Wojciech Smarzowski przyzwyczaił widzów, że jest nie tylko reżyserem i scenarzystą swoich filmów. Z "Różą" jest inaczej. Punktem wyjścia jest tu tekst Michała Szczerbica. Na tych solidnych fundamentach Smarzowski był w stanie zbudować mistrzowski obraz Polski tuż po zakończeniu II wojny światowej. Twórcy pozostając przejmująco blisko swoich bohaterów, potrafili uchwycić tragizm i skomplikowane mechanizmy społeczne, których siłą napędową jest strach, trauma, zemsta, nietolerancja. "Róża" to bezapelacyjnie jedno z najlepszych dzieł w dorobku zarówno Szczerbica, jak i samego Smarzowskiego. Mimo mijających lat film wciąż potrafi emocjonalnie znokautować widza i jednocześnie wywołać burzę myśli analizujących sytuację Polaków i Mazurów pruskich po II wojnie światowej, kiedy jedna totalitarna niewola była zastępowała przez kolejną.

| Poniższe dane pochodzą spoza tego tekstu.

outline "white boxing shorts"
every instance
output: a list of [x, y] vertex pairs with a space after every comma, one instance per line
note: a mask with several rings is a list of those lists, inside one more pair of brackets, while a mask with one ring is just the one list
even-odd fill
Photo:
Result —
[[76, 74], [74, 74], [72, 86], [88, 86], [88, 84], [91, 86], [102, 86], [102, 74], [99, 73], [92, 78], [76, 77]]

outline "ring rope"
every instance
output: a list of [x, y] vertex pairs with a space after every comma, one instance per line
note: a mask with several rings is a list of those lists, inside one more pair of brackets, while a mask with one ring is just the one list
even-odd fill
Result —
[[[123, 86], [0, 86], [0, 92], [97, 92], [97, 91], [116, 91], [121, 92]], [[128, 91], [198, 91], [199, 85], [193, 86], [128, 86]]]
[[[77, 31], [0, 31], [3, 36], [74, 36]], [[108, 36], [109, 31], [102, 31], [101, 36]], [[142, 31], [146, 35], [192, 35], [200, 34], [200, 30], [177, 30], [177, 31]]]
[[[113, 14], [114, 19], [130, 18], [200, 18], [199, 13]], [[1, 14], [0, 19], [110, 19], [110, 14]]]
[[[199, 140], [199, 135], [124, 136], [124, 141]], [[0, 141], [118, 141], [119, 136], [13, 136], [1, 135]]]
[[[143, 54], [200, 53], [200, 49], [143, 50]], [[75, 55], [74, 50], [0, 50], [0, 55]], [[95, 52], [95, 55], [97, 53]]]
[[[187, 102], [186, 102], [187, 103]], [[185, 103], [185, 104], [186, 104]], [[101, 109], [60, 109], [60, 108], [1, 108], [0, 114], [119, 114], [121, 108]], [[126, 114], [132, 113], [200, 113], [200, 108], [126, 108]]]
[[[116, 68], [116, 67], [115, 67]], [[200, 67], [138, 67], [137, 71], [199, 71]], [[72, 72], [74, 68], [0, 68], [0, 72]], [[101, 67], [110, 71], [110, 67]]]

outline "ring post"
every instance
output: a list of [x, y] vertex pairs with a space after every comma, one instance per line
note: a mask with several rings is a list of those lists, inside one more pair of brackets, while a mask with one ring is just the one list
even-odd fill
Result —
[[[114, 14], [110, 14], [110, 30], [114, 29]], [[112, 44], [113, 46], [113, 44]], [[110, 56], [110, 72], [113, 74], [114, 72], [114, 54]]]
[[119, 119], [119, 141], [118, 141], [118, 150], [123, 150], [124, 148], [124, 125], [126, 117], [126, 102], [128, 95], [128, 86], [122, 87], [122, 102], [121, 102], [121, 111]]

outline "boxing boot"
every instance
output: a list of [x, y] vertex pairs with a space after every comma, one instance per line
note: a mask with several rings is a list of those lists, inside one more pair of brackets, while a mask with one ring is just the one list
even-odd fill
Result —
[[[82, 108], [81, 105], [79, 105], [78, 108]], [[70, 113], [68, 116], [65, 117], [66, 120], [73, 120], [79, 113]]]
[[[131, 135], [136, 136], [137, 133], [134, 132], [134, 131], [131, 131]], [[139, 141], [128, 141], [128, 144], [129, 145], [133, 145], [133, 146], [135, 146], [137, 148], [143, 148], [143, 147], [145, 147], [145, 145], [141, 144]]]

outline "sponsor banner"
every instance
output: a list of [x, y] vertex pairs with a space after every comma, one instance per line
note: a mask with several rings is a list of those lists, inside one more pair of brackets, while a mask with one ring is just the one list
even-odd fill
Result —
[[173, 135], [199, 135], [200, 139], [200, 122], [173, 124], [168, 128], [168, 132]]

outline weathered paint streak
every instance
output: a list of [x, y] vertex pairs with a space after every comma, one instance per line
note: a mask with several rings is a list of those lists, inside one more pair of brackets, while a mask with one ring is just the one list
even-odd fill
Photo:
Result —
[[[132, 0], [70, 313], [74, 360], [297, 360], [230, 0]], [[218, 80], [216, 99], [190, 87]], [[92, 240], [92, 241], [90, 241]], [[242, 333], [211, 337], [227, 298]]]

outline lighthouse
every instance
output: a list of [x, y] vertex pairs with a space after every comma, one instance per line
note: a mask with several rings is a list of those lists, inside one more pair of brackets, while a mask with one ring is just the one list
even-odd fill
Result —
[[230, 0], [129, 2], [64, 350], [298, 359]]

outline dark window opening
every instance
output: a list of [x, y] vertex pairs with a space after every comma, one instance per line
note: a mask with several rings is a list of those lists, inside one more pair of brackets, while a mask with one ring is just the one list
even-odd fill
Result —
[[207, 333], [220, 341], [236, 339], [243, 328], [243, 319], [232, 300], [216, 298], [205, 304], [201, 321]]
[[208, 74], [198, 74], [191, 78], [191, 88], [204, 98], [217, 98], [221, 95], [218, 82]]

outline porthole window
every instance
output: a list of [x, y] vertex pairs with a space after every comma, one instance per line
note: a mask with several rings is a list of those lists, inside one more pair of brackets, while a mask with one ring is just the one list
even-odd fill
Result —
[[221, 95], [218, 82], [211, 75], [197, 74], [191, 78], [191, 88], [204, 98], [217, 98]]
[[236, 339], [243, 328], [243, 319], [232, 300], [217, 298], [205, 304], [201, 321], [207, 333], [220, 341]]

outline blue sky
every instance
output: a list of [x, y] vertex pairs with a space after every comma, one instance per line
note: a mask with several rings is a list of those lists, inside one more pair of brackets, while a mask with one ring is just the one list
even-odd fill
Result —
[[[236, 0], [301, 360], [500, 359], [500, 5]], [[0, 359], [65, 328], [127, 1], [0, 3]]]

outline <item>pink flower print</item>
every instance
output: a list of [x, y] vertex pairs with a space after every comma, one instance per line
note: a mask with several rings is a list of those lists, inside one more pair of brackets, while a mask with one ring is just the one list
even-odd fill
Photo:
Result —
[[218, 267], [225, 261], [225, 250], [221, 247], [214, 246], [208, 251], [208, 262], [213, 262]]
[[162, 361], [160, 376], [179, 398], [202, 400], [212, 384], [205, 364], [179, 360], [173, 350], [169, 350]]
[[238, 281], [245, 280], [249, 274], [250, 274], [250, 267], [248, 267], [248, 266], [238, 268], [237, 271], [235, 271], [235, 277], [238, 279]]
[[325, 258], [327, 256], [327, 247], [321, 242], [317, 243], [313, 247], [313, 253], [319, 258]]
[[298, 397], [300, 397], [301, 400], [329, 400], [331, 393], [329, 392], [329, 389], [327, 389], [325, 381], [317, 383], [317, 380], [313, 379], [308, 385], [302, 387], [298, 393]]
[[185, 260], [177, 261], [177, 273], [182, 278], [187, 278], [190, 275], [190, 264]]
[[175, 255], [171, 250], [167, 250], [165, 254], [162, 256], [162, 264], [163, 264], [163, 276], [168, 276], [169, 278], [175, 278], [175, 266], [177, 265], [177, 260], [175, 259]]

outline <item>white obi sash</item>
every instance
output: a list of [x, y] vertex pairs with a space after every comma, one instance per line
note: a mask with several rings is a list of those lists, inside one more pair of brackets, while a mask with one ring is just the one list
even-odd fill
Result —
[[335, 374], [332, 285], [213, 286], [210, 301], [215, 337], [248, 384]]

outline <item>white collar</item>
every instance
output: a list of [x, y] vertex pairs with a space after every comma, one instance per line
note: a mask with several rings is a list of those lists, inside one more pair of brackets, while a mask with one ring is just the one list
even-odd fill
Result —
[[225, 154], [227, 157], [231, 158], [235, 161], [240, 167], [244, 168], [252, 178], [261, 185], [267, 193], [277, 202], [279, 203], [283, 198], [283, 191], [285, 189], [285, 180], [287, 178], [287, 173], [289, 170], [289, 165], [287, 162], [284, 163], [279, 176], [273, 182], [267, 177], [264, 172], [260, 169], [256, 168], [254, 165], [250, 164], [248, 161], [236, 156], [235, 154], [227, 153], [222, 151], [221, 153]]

"Dom zły" jest filmem-matrycą w filmografii Smarzowskiego: to z niego wypływa cała reszta jego filmografii, już tylko poszerzająca naczelną metaforę tytułowego domu. Drugi pełnometrażowy film reżysera to, oprócz tradycyjnej mieszanki gorzkiego humoru i makabrycznej powagi, jeden z najbardziej ponurych portretów stanu wojennego w polskim kinie. Grupa milicjantów właśnie wtedy wraca do małej bieszczadzkiej wsi i na nowo odkrywa historię pewnego tragicznego wydarzenia sprzed trzech lat. W wizji lokalnej udział bierze podejrzany Środoń (Arkadiusz Jakubik), który pewnej feralnej nocy trafiły do domu Bożeny (Kinga Preis) i Zdzisława (Marian Dziędziel) Dziabasów. Wznowione śledztwo podąża od odkrywania prawdy w oparciu o zeznania i fakty o wydarzeniach sprzed lat do rachunku błędów i matactw pozostałych aktorów tragedii – samych służb. Reżyser płynnie przechodzi z perspektywy w skali mikro do szerokiego pejzażu tamtych czasów i ludzi, a może i sądów, które sprawdziłyby się współcześnie. Jak to bywa u Smarzowskiego – diagnoza jest krótka i zwarta jak instrukcja użycia siekiery.